Music was at the heart of it all, from the folk movement led by the likes of Bob Dylan, Phil Ochs and Dave Van Ronk to the release of “Revolution 1” on the Beatles’ White Album. The music gave the children of the counterculture revolution new sources of inspiration and a centre around which to base their dissatisfaction with the established order of play.
In addition to the songs and bands that talked about protest in one way or another, there were also those that talked about freedom in general, pushing the rules of convention to their outer limits. The Velvet Undergrounds lyrics for example include references to transgender, homosexuality and drug use in a way that had never been seen before, while bands like the Beach Boys are cited as big proponents of peace, love and understanding.
One of the biggest things to develop out of the counter culture of the 60s and early 70s is the large-scale music festival. Folk festivals were well established in the early sixties – Bob Dylan’s electric guitar at the 1965 Newport Fold Festival has taken on near legendary status, for example – but it wasn’t until the Monterey Pop Festival, which launched Jimi Hendrix to the big stage, the Isle of White Festivals and Woodstock that the idea really took off. The fact that this type of festival has become so widespread in recent years is a testament to the musical legacy of the 60s.

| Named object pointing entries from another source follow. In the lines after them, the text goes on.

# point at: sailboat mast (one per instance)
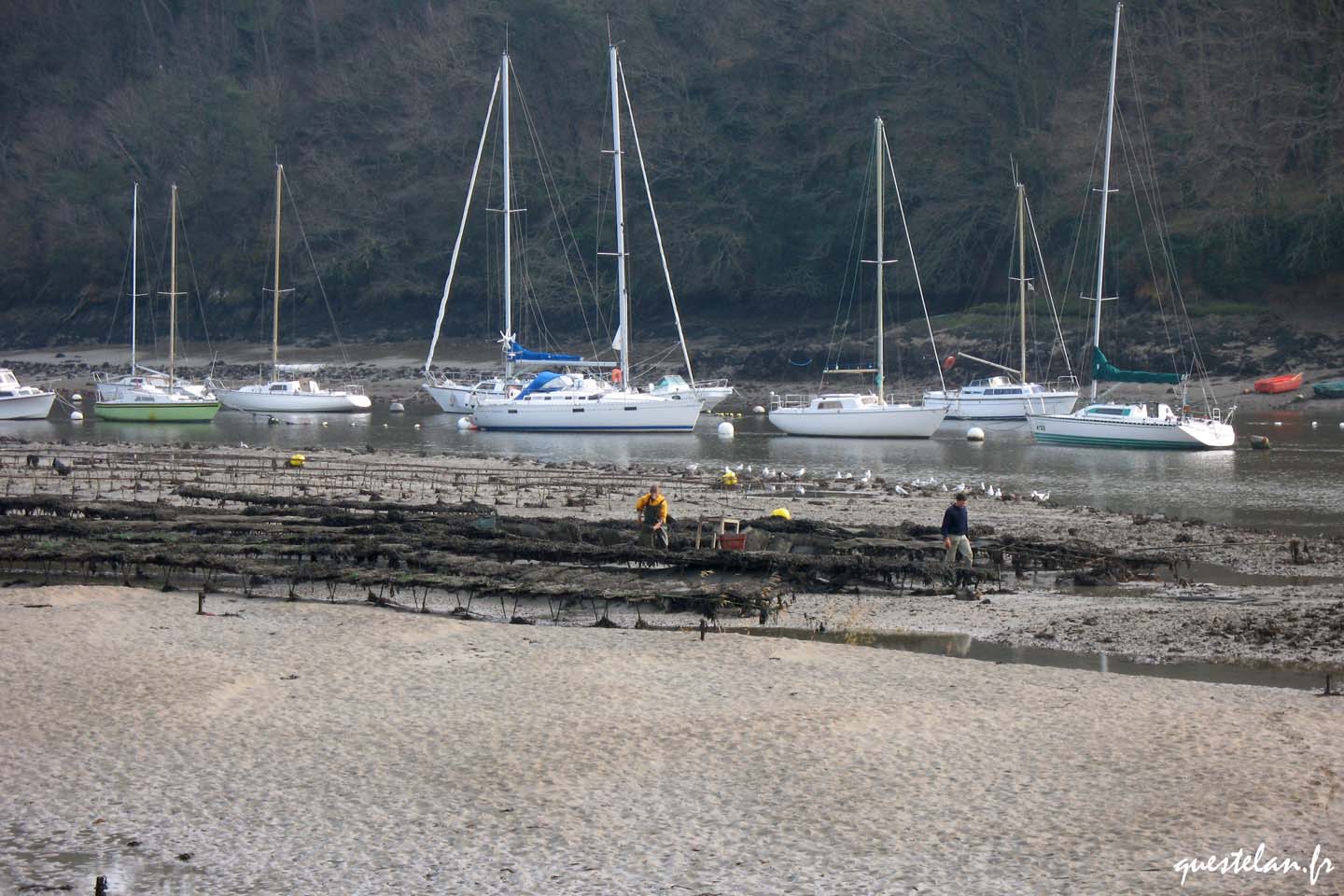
(623, 296)
(1105, 195)
(509, 225)
(274, 312)
(1022, 275)
(173, 289)
(880, 180)
(134, 234)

The counterculture movement ground to a halt around ‘73 & ’74 with the end of the Vietnamese War, Nixon’s presidential resignation and the implosion, corruption and exploitation of the free love era. Whether it ended with the removal of things to protest for, the move away from psychedelic drugs as the hit of choice or the disenfranchisement with the excessive hedonism that typified the latter parts of the movement it’s hard to say for sure, but the impact of everything that occurred during that period is still being felt today, including the music that helped to produce it and that it helped to produce. Civil rights became universal, new forms of expression became acceptable, wars were ended and music was made.